Hybrid generation strategies integrate multiple generation paradigms to leverage their complementary strengths, such as combining self-regressive models for high-level planning with diffusion models for low-level control. This architecture addresses the temporal misalignment between slow, reasoning-intensive planning and fast, precision-demanding execution. HybridVLA exemplifies this approach by unifying diffusion and self-regressive generators within a single large language model, enabling adaptive action ensembling for robust manipulation. The hybrid strategy enhances performance in long-horizon tasks by decoupling abstraction from execution, but it introduces challenges in feature space alignment and asynchronous coordination. Future directions include developing shared representation spaces and asynchronous frameworks to seamless integrate planning and control in embodied robots, paving the way for more versatile and reliable embodied intelligence.

Model Evaluation in Embodied Intelligence

The evaluation of VLA models relies on standardized benchmarks to assess scalability, generalization, and lifelong learning capabilities. Key datasets include LIBERO and Open X-Embodiment, which provide diverse tasks and high-quality demonstrations for rigorous testing. LIBERO focuses on knowledge transfer in manipulation, with metrics like forward transfer, backward transfer, and success rate area under the curve. Evaluations on LIBERO show that continuous action models, particularly those using flow matching and diffusion strategies, achieve higher average success rates than discrete models, with OpenVLA-OFT leading at 95.4%. Open X-Embodiment emphasizes cross-robot generalization, where continuous models like 0π attain 70.1% success, outperforming discrete counterparts such as RT-2-X at 60.7%. These results underscore the importance of advanced generation strategies in enhancing the performance of embodied robots, though disparities in model architecture and training data highlight the need for further optimization in embodied intelligence applications.

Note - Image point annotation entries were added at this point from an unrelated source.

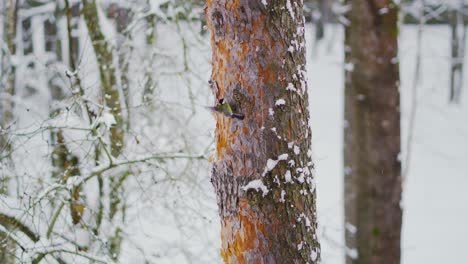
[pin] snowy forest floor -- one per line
(435, 197)
(435, 211)
(175, 220)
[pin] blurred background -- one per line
(105, 142)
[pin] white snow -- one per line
(280, 102)
(287, 176)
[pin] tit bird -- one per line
(224, 108)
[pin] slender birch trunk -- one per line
(263, 172)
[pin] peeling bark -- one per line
(372, 134)
(458, 31)
(259, 69)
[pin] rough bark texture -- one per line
(372, 134)
(103, 50)
(259, 69)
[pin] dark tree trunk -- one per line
(372, 135)
(457, 26)
(262, 174)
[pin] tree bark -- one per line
(372, 134)
(457, 26)
(263, 172)
(103, 50)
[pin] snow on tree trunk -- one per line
(372, 134)
(263, 171)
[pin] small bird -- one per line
(224, 108)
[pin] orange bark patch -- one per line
(239, 241)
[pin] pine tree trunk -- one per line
(263, 172)
(458, 45)
(372, 134)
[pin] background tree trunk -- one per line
(262, 175)
(372, 134)
(9, 11)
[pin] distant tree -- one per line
(263, 171)
(458, 41)
(372, 134)
(9, 12)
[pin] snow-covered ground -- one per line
(435, 197)
(174, 220)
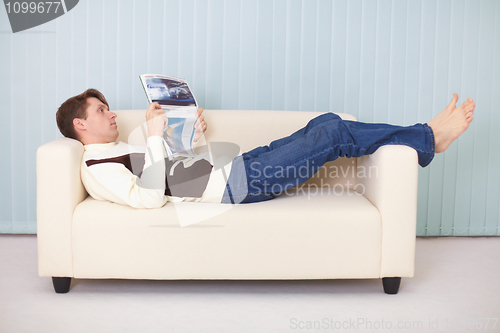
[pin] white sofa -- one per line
(358, 226)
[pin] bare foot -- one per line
(451, 123)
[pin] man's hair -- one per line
(75, 107)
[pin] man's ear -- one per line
(79, 124)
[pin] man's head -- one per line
(86, 117)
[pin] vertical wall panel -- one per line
(293, 50)
(492, 223)
(110, 51)
(307, 56)
(200, 51)
(367, 65)
(215, 44)
(231, 55)
(482, 129)
(353, 58)
(323, 53)
(6, 53)
(396, 61)
(279, 32)
(247, 42)
(339, 37)
(264, 57)
(142, 37)
(465, 142)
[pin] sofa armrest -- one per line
(59, 191)
(391, 185)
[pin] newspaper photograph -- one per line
(179, 105)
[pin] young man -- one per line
(143, 177)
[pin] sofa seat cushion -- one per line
(290, 237)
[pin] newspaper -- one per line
(179, 105)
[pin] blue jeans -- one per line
(264, 172)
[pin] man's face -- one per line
(100, 125)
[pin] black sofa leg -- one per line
(391, 285)
(61, 284)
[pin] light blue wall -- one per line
(382, 61)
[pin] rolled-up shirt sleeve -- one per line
(115, 183)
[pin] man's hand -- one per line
(201, 126)
(156, 119)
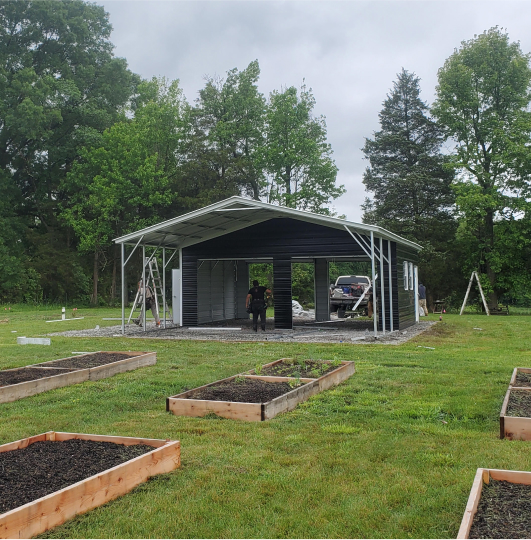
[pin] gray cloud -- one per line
(349, 53)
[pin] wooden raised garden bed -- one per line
(521, 378)
(94, 489)
(30, 380)
(254, 397)
(498, 506)
(515, 415)
(326, 372)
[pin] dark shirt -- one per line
(422, 292)
(257, 292)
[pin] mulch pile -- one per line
(504, 511)
(243, 391)
(310, 369)
(15, 376)
(47, 466)
(523, 379)
(519, 403)
(89, 360)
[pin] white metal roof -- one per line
(234, 214)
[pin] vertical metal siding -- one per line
(406, 299)
(321, 290)
(229, 308)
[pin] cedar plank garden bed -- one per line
(95, 469)
(498, 506)
(30, 380)
(253, 397)
(515, 416)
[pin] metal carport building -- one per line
(210, 250)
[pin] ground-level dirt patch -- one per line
(519, 404)
(523, 379)
(289, 367)
(89, 360)
(503, 511)
(48, 466)
(242, 390)
(15, 376)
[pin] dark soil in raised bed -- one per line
(47, 466)
(310, 369)
(243, 391)
(90, 360)
(15, 376)
(519, 403)
(504, 511)
(523, 379)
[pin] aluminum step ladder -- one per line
(154, 281)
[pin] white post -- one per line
(123, 288)
(164, 283)
(144, 288)
(373, 270)
(416, 292)
(390, 286)
(382, 292)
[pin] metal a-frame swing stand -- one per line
(480, 290)
(153, 280)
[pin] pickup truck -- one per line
(346, 291)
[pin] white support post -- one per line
(382, 292)
(123, 288)
(180, 300)
(373, 270)
(144, 288)
(164, 283)
(390, 286)
(416, 292)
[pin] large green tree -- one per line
(298, 160)
(410, 184)
(227, 136)
(483, 104)
(131, 179)
(60, 87)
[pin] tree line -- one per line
(89, 151)
(455, 177)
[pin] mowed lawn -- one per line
(391, 452)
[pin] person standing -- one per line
(422, 298)
(256, 302)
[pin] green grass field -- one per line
(390, 453)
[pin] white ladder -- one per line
(154, 280)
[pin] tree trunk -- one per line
(114, 265)
(492, 297)
(94, 299)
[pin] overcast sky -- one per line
(349, 53)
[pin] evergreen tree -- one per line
(411, 187)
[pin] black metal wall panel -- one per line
(321, 290)
(282, 290)
(281, 238)
(189, 292)
(241, 289)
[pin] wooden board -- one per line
(515, 373)
(76, 376)
(54, 509)
(483, 476)
(181, 405)
(326, 381)
(514, 427)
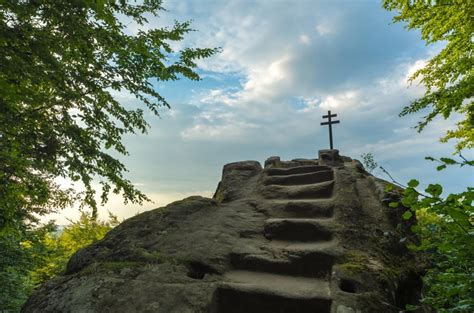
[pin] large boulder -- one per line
(294, 237)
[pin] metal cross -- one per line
(330, 122)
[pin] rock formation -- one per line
(294, 237)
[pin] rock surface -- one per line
(294, 237)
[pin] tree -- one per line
(60, 63)
(445, 223)
(449, 75)
(61, 244)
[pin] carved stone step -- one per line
(298, 208)
(300, 179)
(255, 292)
(300, 263)
(296, 229)
(313, 191)
(295, 170)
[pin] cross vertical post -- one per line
(329, 123)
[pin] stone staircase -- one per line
(294, 275)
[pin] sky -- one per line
(282, 66)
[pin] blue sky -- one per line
(284, 64)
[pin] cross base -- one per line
(329, 157)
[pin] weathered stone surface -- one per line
(297, 236)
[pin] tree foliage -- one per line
(446, 229)
(449, 75)
(62, 63)
(445, 223)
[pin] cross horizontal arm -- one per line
(330, 123)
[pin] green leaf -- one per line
(448, 161)
(407, 215)
(393, 204)
(434, 189)
(440, 167)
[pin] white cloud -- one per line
(323, 29)
(304, 39)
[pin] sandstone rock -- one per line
(295, 237)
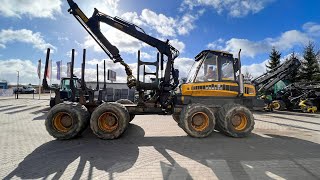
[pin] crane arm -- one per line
(268, 79)
(92, 25)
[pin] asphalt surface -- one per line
(283, 145)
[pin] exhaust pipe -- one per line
(240, 75)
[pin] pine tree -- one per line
(293, 77)
(309, 70)
(274, 59)
(247, 76)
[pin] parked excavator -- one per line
(213, 97)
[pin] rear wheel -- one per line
(126, 101)
(235, 120)
(109, 120)
(278, 105)
(197, 120)
(52, 102)
(67, 120)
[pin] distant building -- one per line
(114, 91)
(3, 84)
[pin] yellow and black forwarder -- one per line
(213, 97)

Challenges and Opportunities in Embodied Intelligence

The advancement of VLA models for embodied intelligence faces several challenges while presenting exciting opportunities for future research. Key issues include the integration with world models to enable predictive planning, breaking from reactive control toward long-horizon task execution. Additionally, the shift from traditional modular robotics to end-to-end VLA paradigms offers improved generalization but requires addressing real-time efficiency constraints. Emerging techniques like parallel decoding and action token compression, as seen in Groot N1 and 0π-Fast, aim to achieve 100 Hz control speeds, facilitating deployment on resource-constrained embodied robots. Cross-embodiment generalization seeks to develop robot-agnostic policies through abstract action representations, allowing skill transfer across diverse platforms with minimal calibration. Safety and reliability in open-world environments remain critical, with current systems struggling with perception robustness and collision prediction accuracy. Computational and energy demands also pose barriers, particularly for edge devices, necessitating model compression and hardware co-design. By tackling these challenges, the field can unlock new potentials in embodied intelligence, creating agents that learn, adapt, and collaborate safely in complex physical settings.

Conclusion

In summary, Vision-Language-Action models represent a pivotal advancement in embodied intelligence, bridging multimodal understanding with physical action through innovative representation and generation strategies. The evolution from discrete tokenization to continuous probability modeling and hybrid approaches highlights a continuous pursuit of balance between precision, diversity, and efficiency. As research progresses, the integration of world models, efficient generation techniques, and cross-embodiment frameworks will drive the development of more general, robust, and deployable embodied robots. This survey provides a comprehensive foundation for future work, emphasizing the critical role of action representation and generation in realizing the full potential of embodied intelligence in real-world applications.